There is no symmetry argument, because the latter is effectively destroyed by the "weird" condition $x+y^2+z^3=1$ , as it is called. Another proof without words is attempted by plotting a contour map of the function, as depicted. Levels (nivo) of these isolines are defined (in Delphi Pascal) as:

nivo := min + sqrt(g/grens)*(max-min); { sqrt = square root ; grens = 25 ; g = 0..grens }

The darkness of the isolines is proportional to the (positive) function values; they are almost black near the maximum and almost white near the minimum values. Maximum and minimum values of the function are observed to be:

 4.58251457205350E-0003 < f < 4.85621276951755E-0001 < 1/2

The little $\color{blue}{\mbox{blue}}$ spot is where $\left|f(u,v,w) - \mbox{max}\right|< 0.0002$ . This maximum is close to values found by other people here, but not quite. Perhaps it's interesting to know the position of the maximum as well:

(x,y,z) = ( 5.58304528246164E-0001 , 4.97693736095187E-0001 , 5.78892473099889E-0001 )

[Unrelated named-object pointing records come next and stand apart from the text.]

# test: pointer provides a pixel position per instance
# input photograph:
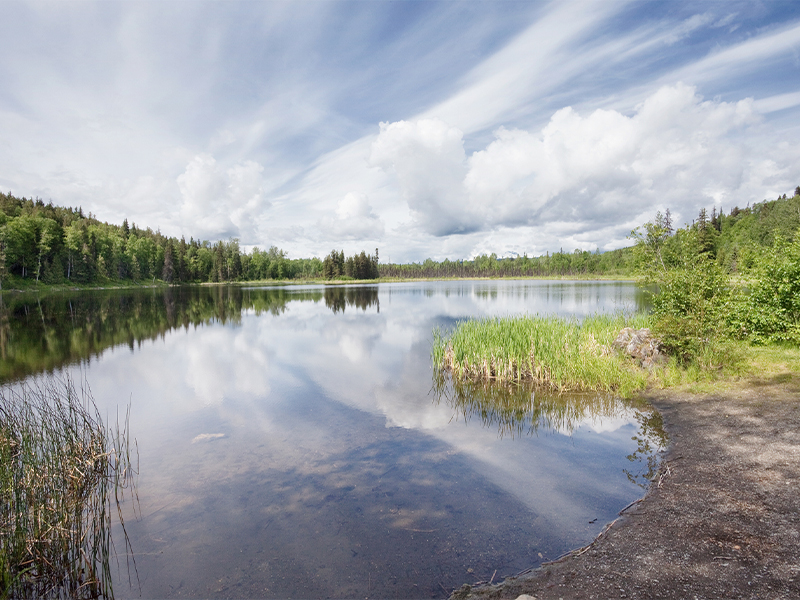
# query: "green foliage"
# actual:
(62, 474)
(579, 263)
(770, 312)
(42, 242)
(359, 266)
(562, 354)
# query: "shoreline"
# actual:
(721, 520)
(158, 284)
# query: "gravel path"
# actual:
(721, 521)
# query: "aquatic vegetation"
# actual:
(62, 471)
(562, 354)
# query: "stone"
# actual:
(640, 345)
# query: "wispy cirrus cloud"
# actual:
(429, 129)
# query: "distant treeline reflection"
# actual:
(517, 410)
(44, 332)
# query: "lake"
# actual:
(293, 441)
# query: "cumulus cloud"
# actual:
(354, 219)
(429, 161)
(579, 172)
(221, 202)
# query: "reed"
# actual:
(557, 353)
(62, 471)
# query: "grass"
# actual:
(552, 352)
(61, 473)
(567, 355)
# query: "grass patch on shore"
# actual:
(558, 353)
(62, 471)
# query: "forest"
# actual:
(57, 245)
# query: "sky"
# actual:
(424, 129)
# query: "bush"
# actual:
(771, 311)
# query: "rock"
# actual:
(461, 593)
(641, 345)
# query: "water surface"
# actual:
(293, 443)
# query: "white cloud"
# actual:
(428, 159)
(354, 220)
(221, 202)
(590, 171)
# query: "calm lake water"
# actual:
(293, 442)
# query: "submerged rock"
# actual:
(641, 345)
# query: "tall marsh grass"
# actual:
(62, 473)
(558, 353)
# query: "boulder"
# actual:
(641, 345)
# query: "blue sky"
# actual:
(426, 129)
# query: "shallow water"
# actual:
(292, 444)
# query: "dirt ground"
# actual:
(721, 520)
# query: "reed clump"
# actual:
(561, 354)
(62, 471)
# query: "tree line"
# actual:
(724, 278)
(53, 244)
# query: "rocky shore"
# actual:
(721, 519)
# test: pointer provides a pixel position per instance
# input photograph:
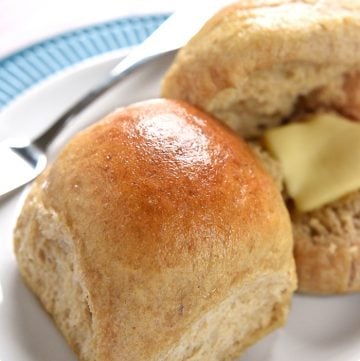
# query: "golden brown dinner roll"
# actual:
(255, 62)
(259, 64)
(156, 235)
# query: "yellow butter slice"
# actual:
(320, 158)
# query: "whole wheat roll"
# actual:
(157, 235)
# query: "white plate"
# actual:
(319, 328)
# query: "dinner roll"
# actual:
(258, 64)
(255, 63)
(157, 235)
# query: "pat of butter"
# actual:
(320, 158)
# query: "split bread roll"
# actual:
(259, 64)
(157, 235)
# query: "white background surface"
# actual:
(318, 329)
(23, 22)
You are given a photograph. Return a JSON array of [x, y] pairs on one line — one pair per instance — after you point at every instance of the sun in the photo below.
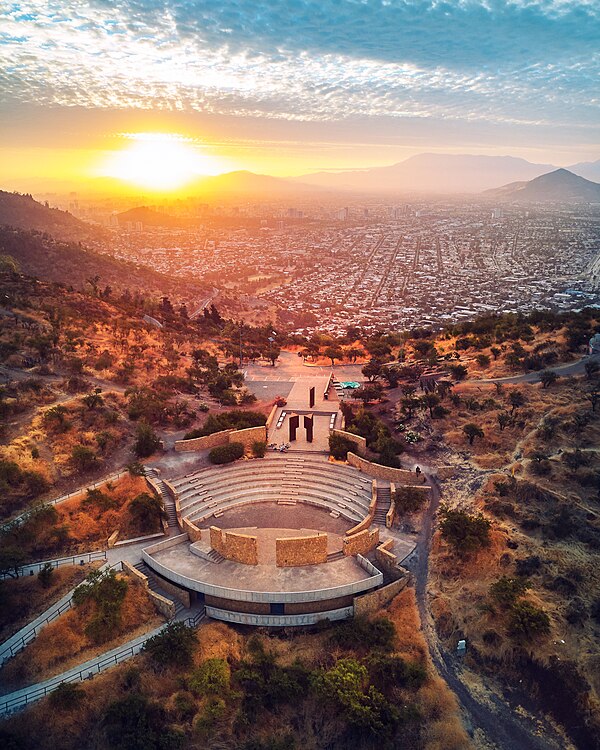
[[160, 162]]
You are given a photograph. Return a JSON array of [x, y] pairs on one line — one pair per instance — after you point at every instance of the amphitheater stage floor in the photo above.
[[274, 516], [262, 577]]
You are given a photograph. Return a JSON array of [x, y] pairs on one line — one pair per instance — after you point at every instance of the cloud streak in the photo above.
[[517, 63]]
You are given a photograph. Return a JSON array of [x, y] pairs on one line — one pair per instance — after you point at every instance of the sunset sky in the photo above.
[[291, 87]]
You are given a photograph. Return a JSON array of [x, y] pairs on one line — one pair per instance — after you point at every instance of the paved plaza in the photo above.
[[262, 577]]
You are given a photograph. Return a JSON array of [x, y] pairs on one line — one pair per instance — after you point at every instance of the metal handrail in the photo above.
[[57, 562], [14, 704]]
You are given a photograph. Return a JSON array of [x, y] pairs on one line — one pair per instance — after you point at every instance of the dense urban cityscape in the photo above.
[[382, 267]]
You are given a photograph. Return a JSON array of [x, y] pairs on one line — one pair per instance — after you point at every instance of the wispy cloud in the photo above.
[[522, 62]]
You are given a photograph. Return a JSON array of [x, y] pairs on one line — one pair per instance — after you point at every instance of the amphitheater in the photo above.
[[289, 539]]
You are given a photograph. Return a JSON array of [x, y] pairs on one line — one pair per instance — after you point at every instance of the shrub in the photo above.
[[389, 672], [46, 575], [67, 695], [146, 510], [458, 372], [108, 593], [527, 566], [528, 621], [146, 441], [362, 633], [83, 458], [339, 446], [507, 590], [210, 678], [259, 448], [225, 454], [173, 646], [362, 706], [464, 532], [135, 723]]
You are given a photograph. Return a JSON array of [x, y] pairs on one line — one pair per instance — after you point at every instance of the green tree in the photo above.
[[548, 378], [146, 441], [472, 431], [507, 590], [430, 401], [146, 510], [93, 400], [592, 368], [108, 593], [528, 621], [136, 723], [369, 392], [334, 352], [504, 419], [173, 647], [212, 677], [372, 370], [46, 576], [463, 531], [458, 371], [339, 446], [83, 458], [12, 557], [516, 400]]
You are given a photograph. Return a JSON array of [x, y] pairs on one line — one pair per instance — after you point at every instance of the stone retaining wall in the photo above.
[[400, 476], [301, 550], [390, 515], [194, 533], [368, 519], [361, 543], [359, 441], [203, 443], [387, 559], [246, 437], [240, 548], [271, 417], [165, 606], [368, 604]]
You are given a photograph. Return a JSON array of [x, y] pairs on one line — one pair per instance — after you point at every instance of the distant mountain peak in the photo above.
[[558, 186]]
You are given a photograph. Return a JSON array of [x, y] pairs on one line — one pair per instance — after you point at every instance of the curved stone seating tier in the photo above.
[[202, 513], [343, 473], [286, 486], [270, 479], [245, 471], [340, 490]]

I have no idea how to convert these numerical values into something more analytical.

EDIT. What you see is what you get :-) Without doubt. Some decent error analysis reveals that the value of the maximum to be trusted in this answer is : $\;0.48562 \pm 0.00003\;$ , quite in agreement with values given elsewhere (e.g. in the comment by Steve Kass).